Underlying many of these examples was a broader argument about innovation and interdisciplinary thinking. McGrory repeatedly suggested that some of the most interesting developments emerge when disciplines that rarely interact begin to overlap. He cited a definition of innovation that particularly resonated with him: innovation happens when things that are separate become mixed. Sonification itself reflects this principle. The field draws simultaneously upon sound design, music, journalism, accessibility research, user experience design, data science, software development, artificial intelligence, and communication studies. No single discipline possesses all the answers. Progress emerges through collaboration between people approaching similar problems from different directions. This perspective also explains why McGrory consistently framed sound as part of larger design conversations rather than as an isolated specialism. Questions about how people receive information, understand systems, and engage with the world are not purely visual problems. They are design problems.

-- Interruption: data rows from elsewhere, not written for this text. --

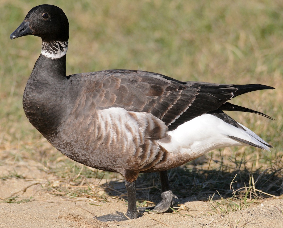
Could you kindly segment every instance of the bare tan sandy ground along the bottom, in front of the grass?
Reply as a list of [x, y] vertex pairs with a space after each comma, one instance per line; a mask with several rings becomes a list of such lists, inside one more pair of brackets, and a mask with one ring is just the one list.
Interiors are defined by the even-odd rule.
[[[123, 222], [100, 222], [95, 216], [126, 212], [127, 205], [121, 200], [90, 205], [89, 201], [72, 200], [50, 194], [44, 183], [50, 178], [40, 170], [35, 161], [5, 162], [0, 165], [1, 177], [12, 171], [24, 179], [0, 179], [0, 199], [11, 196], [31, 198], [25, 203], [0, 203], [0, 227], [5, 228], [61, 228], [61, 227], [283, 227], [283, 200], [267, 199], [254, 207], [231, 212], [225, 216], [202, 215], [208, 210], [207, 201], [181, 199], [190, 208], [192, 217], [180, 214], [156, 214], [145, 212], [138, 219]], [[1, 200], [0, 200], [1, 202]], [[186, 212], [188, 213], [188, 212]]]

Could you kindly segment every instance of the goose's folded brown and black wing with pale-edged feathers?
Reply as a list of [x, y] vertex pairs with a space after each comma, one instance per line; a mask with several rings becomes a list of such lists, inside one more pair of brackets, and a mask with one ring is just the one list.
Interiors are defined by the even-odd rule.
[[82, 73], [71, 75], [69, 79], [83, 86], [97, 110], [119, 107], [132, 112], [148, 112], [162, 120], [169, 131], [204, 113], [218, 108], [227, 109], [229, 105], [221, 109], [222, 105], [237, 95], [272, 88], [263, 85], [181, 82], [161, 74], [134, 70]]

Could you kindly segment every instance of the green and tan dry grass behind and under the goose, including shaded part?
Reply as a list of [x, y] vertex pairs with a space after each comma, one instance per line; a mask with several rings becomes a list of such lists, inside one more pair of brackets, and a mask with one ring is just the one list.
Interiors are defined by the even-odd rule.
[[[170, 171], [175, 209], [189, 215], [186, 197], [208, 201], [203, 214], [226, 214], [282, 198], [283, 5], [281, 1], [49, 1], [70, 22], [67, 73], [103, 69], [142, 69], [180, 80], [261, 83], [276, 90], [235, 99], [277, 121], [247, 113], [229, 113], [274, 148], [271, 153], [239, 147], [213, 151]], [[0, 165], [35, 160], [52, 179], [44, 190], [94, 205], [127, 199], [121, 175], [93, 171], [53, 149], [29, 124], [22, 93], [40, 53], [40, 39], [9, 40], [38, 1], [0, 0]], [[0, 178], [19, 178], [18, 173]], [[138, 199], [150, 205], [160, 197], [156, 174], [141, 175]], [[115, 190], [113, 190], [115, 189]], [[148, 201], [143, 202], [144, 199]], [[3, 199], [9, 203], [23, 199]], [[28, 199], [26, 200], [28, 201]], [[178, 206], [179, 205], [179, 206]]]

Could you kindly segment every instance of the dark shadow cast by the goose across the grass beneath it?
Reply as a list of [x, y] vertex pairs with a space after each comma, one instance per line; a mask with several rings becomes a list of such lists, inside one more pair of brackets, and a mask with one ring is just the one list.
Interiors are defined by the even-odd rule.
[[[207, 201], [224, 199], [233, 196], [233, 189], [237, 197], [249, 191], [254, 198], [270, 197], [262, 192], [280, 196], [283, 194], [283, 169], [273, 170], [207, 170], [200, 166], [181, 166], [168, 170], [172, 192], [178, 197], [176, 204], [188, 201]], [[253, 180], [253, 181], [252, 181]], [[233, 189], [230, 189], [232, 183]], [[254, 183], [254, 185], [252, 184]], [[137, 179], [136, 199], [158, 203], [161, 200], [161, 184], [159, 173], [143, 173]], [[251, 186], [252, 189], [248, 190]], [[109, 181], [102, 185], [109, 196], [119, 196], [127, 200], [127, 191], [122, 181]], [[254, 190], [260, 190], [255, 191]], [[220, 195], [220, 196], [219, 196]]]

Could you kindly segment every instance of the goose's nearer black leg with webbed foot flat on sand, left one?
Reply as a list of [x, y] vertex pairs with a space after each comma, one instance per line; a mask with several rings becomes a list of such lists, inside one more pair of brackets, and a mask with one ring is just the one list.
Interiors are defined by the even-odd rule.
[[[125, 186], [128, 193], [128, 210], [127, 216], [130, 219], [138, 218], [138, 211], [136, 206], [136, 181], [128, 182], [125, 180]], [[124, 221], [128, 218], [121, 212], [117, 212], [117, 214], [107, 214], [103, 216], [97, 217], [97, 220], [102, 222], [112, 222], [112, 221]]]

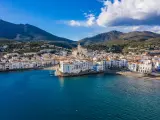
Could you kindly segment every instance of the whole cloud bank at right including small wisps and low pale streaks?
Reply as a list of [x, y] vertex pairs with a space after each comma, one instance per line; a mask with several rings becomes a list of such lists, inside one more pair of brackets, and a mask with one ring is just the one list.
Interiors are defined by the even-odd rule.
[[160, 0], [101, 0], [101, 3], [103, 7], [97, 16], [93, 12], [84, 13], [86, 19], [71, 20], [69, 25], [86, 27], [88, 36], [111, 30], [160, 34]]

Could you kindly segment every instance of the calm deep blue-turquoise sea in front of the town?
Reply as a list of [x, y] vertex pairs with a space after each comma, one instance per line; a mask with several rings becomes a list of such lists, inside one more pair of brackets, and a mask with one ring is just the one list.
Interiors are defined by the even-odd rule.
[[160, 120], [160, 81], [0, 73], [0, 120]]

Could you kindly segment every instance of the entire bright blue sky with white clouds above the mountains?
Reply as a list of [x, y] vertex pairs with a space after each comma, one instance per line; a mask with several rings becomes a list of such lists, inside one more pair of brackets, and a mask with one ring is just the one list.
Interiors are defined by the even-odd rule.
[[0, 19], [80, 40], [102, 32], [160, 33], [160, 0], [0, 0]]

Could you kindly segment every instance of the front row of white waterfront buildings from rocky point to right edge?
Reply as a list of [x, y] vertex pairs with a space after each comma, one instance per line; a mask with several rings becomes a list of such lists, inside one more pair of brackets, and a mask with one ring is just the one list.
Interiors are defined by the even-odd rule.
[[160, 62], [153, 64], [151, 60], [128, 62], [126, 59], [91, 61], [91, 60], [66, 60], [60, 61], [59, 71], [62, 73], [78, 74], [85, 71], [106, 72], [107, 70], [129, 70], [142, 74], [150, 74], [160, 70]]

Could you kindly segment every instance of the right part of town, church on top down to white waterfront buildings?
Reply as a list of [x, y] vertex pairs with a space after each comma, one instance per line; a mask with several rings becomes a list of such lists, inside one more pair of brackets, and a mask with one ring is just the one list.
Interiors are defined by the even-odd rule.
[[57, 69], [62, 74], [80, 74], [83, 72], [106, 72], [107, 70], [128, 70], [150, 74], [160, 70], [160, 58], [157, 56], [123, 56], [121, 54], [92, 51], [78, 45], [72, 52], [74, 59], [60, 61]]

These ideas become increasingly significant as emerging technologies continue to reshape everyday life. Artificial intelligence, conversational interfaces, spatial audio, augmented reality, and wearable computing all point towards futures in which information may become less dependent upon screens. While immersive visual technologies continue to evolve, audio already occupies a privileged position within contemporary life. Millions of people carry headphones throughout much of the day. Voice assistants have become commonplace. Podcasts reach global audiences. The infrastructure required for sophisticated auditory experiences already exists. For McGrory, the challenge is no longer technological feasibility. The challenge is learning how to design auditory experiences that are genuinely useful.
Looking back across the lecture, perhaps the most striking aspect was the extent to which sonification emerged as a human problem rather than a technical one. Questions about mapping data to sound, selecting parameters, or designing auditory displays certainly matter, though they consistently led back to larger concerns about accessibility, communication, attention, understanding, and engagement. Again and again, McGrory encouraged students to think less about sound as an isolated discipline and more about what sound can contribute when combined with other ways of understanding the world.
Data has become one of the defining materials of contemporary society. Increasingly, our institutions, technologies, economies, and daily lives depend upon it. Yet much of that information remains hidden behind interfaces designed primarily for looking rather than listening. For Hugh McGrory, this represents an enormous opportunity. Whenever information exists without sound, there is the possibility of creating new ways for people to experience, understand, and engage with it. More importantly, there is the possibility of discovering things that might otherwise remain hidden. Listening does not simply provide another route to the same destination. Sometimes it changes what can be found along the way.
Perhaps that is why his central question continues to resonate long after the lecture ends. In a world increasingly shaped by data, why should our ears be left out of the conversation?